Pausing the cloud for new users

    From the first, we close the possibility of installing new machines. We have already stopped accepting new customers.

    Existing virtual machines of existing customers will be serviced further unchanged. Also, please do not make “cars in reserve” - we stopped accepting new customers not from good circumstances.

    The reason is that we crossed the boundaries of calculated capacities, and rewriting architecture “on the go” is a terrible practice. In this regard, it was decided to take a timeout and stop chasing the advertising department (by the way, for this reason we fell silent on Habré - we hoped to slightly reduce the flow of visitors). However, people came - and it came to a funny point, in one of the long and carefully written out components, we laid on the ceiling with about 10k connections. Testing / correction (the preproduction process) was delayed for a month ... And by the time we rolled out this component, it turned out that it was already “in the butt” (6-9k connections per second). But we wrote it for several months!

    And it became obvious that we simply could not cope. The decision to stop accepting new customers was not very easy (well, you know, disputes in the style of “why pay your salary?”, Etc.), but common technical sense defeated a healthy greedy aspiration for the company's success.

    How much does processing take? The planned period is about 2-3 months, how much is really needed - I do not know. Firstly, because you have to seriously redo the architecture, centralized databases will be permanently deleted; decentralization of everything and everything is an extremely non-trivial task.

    With high probability, we will not be able to change the existing configuration, so a second copy of the cloud will be launched.

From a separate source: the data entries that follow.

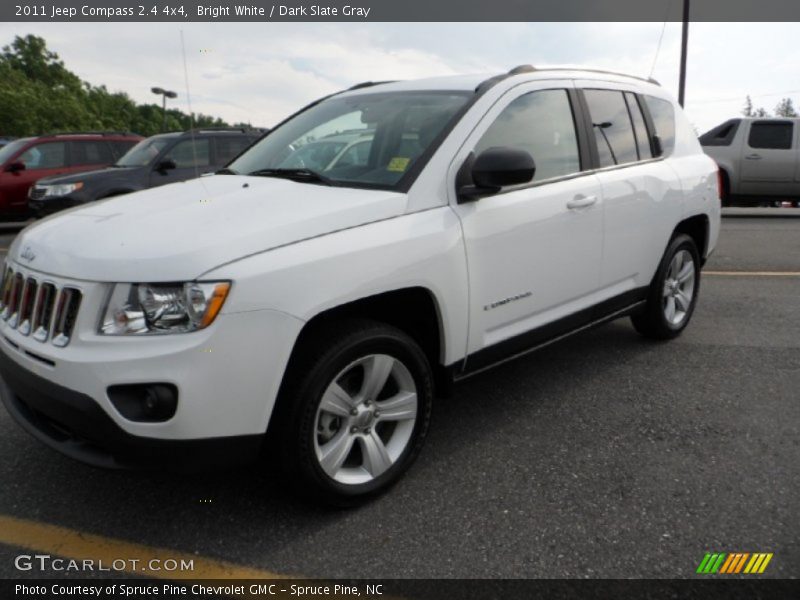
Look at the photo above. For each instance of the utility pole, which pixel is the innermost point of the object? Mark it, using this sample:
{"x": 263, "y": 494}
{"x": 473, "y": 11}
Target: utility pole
{"x": 165, "y": 94}
{"x": 684, "y": 46}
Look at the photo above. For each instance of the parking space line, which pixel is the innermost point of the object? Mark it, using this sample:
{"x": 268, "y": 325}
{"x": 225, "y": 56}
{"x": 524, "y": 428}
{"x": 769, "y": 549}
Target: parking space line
{"x": 753, "y": 273}
{"x": 79, "y": 546}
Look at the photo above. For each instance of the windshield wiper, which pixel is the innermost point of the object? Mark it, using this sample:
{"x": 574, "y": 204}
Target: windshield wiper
{"x": 296, "y": 175}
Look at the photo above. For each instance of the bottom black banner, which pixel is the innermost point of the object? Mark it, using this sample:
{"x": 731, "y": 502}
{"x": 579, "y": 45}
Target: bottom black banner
{"x": 408, "y": 589}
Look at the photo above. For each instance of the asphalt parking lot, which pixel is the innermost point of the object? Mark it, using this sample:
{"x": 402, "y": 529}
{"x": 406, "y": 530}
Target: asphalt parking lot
{"x": 602, "y": 456}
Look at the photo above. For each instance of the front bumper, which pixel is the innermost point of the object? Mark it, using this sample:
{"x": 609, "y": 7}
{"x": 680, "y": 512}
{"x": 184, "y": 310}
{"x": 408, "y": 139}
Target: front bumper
{"x": 75, "y": 425}
{"x": 227, "y": 378}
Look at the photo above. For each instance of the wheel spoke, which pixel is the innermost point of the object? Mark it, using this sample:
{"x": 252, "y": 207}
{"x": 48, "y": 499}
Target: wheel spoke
{"x": 669, "y": 310}
{"x": 675, "y": 266}
{"x": 401, "y": 407}
{"x": 376, "y": 457}
{"x": 335, "y": 452}
{"x": 682, "y": 300}
{"x": 376, "y": 372}
{"x": 336, "y": 401}
{"x": 686, "y": 272}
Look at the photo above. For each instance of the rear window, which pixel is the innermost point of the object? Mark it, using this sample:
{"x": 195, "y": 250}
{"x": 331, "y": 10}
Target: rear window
{"x": 663, "y": 116}
{"x": 90, "y": 152}
{"x": 120, "y": 147}
{"x": 50, "y": 155}
{"x": 721, "y": 135}
{"x": 229, "y": 147}
{"x": 772, "y": 135}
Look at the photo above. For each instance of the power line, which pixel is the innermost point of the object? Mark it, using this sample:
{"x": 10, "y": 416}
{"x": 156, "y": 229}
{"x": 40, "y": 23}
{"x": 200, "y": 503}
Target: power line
{"x": 740, "y": 98}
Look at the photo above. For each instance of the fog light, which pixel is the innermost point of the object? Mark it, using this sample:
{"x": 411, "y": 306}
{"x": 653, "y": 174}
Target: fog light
{"x": 145, "y": 402}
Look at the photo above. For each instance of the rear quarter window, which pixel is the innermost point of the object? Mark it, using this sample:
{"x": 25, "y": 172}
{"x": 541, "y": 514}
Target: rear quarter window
{"x": 775, "y": 135}
{"x": 663, "y": 115}
{"x": 721, "y": 135}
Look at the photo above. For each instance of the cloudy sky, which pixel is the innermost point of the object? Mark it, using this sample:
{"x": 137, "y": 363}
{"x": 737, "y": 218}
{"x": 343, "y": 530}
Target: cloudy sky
{"x": 261, "y": 72}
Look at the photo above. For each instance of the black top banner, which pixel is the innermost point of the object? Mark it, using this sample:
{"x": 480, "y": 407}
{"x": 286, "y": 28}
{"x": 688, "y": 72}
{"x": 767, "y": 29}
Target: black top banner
{"x": 402, "y": 10}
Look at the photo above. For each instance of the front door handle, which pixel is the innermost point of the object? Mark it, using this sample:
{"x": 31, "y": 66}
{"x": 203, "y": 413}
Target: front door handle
{"x": 581, "y": 201}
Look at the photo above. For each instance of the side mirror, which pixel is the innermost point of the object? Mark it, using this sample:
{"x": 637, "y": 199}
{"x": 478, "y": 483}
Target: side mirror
{"x": 166, "y": 165}
{"x": 493, "y": 169}
{"x": 658, "y": 147}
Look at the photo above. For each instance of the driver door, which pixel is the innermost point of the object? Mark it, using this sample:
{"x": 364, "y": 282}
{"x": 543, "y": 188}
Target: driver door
{"x": 534, "y": 250}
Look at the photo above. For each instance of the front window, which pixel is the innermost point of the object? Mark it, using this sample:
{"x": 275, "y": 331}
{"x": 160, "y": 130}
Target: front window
{"x": 143, "y": 153}
{"x": 12, "y": 148}
{"x": 369, "y": 140}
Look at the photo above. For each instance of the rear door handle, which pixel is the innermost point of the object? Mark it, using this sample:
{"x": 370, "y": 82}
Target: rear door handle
{"x": 581, "y": 201}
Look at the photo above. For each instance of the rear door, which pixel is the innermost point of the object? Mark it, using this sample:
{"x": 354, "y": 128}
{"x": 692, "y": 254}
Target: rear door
{"x": 641, "y": 194}
{"x": 769, "y": 158}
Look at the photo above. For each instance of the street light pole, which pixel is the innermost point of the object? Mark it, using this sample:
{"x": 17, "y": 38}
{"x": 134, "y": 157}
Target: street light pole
{"x": 164, "y": 94}
{"x": 684, "y": 47}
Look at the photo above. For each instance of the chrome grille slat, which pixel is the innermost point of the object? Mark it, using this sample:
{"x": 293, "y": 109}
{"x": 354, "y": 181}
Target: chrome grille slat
{"x": 36, "y": 193}
{"x": 39, "y": 307}
{"x": 43, "y": 315}
{"x": 27, "y": 305}
{"x": 16, "y": 296}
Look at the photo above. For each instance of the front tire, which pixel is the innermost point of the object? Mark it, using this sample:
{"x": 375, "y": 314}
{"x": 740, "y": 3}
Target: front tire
{"x": 356, "y": 411}
{"x": 673, "y": 292}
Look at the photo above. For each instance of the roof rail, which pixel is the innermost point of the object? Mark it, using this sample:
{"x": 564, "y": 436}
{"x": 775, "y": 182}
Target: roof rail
{"x": 530, "y": 69}
{"x": 89, "y": 133}
{"x": 207, "y": 129}
{"x": 364, "y": 84}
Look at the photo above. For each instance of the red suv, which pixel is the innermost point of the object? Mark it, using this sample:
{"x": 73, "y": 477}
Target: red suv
{"x": 26, "y": 160}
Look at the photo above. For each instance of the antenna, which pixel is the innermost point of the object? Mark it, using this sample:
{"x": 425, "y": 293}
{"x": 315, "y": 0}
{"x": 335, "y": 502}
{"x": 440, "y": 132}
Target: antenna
{"x": 660, "y": 39}
{"x": 189, "y": 103}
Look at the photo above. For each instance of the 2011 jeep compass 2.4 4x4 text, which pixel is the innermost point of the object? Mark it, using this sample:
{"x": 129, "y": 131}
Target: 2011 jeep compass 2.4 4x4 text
{"x": 321, "y": 305}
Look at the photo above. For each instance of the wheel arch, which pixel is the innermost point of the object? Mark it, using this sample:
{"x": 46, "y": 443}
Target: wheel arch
{"x": 696, "y": 227}
{"x": 413, "y": 310}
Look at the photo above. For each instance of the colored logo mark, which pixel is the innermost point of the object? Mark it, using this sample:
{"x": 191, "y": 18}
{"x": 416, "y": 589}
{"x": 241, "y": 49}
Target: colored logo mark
{"x": 735, "y": 562}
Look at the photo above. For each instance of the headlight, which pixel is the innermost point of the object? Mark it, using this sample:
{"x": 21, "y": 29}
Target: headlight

What the migration of clients from the first to the second will look like - again, I don’t know (I haven’t even thought yet).

    read error


    Now about the accidents. Yes, we are so lucky that there were three incoherent accidents in a row. One on Sunday, the second on Tuesday, the third on Friday. Who's guilty? Well, it depends on who is asking, but in essence - we are. All failures were related to software (not ours); we can’t even nod towards the crooked electricians, cleaners and other scapegoats.

    For those who are interested in what it looks like (sorry for the quality, it wasn’t up to high-quality shooting):

    Accident 1 - 150 clients:
    Uptime at the time of the accident - 4 months 24 days. Since commissioning, the first failure.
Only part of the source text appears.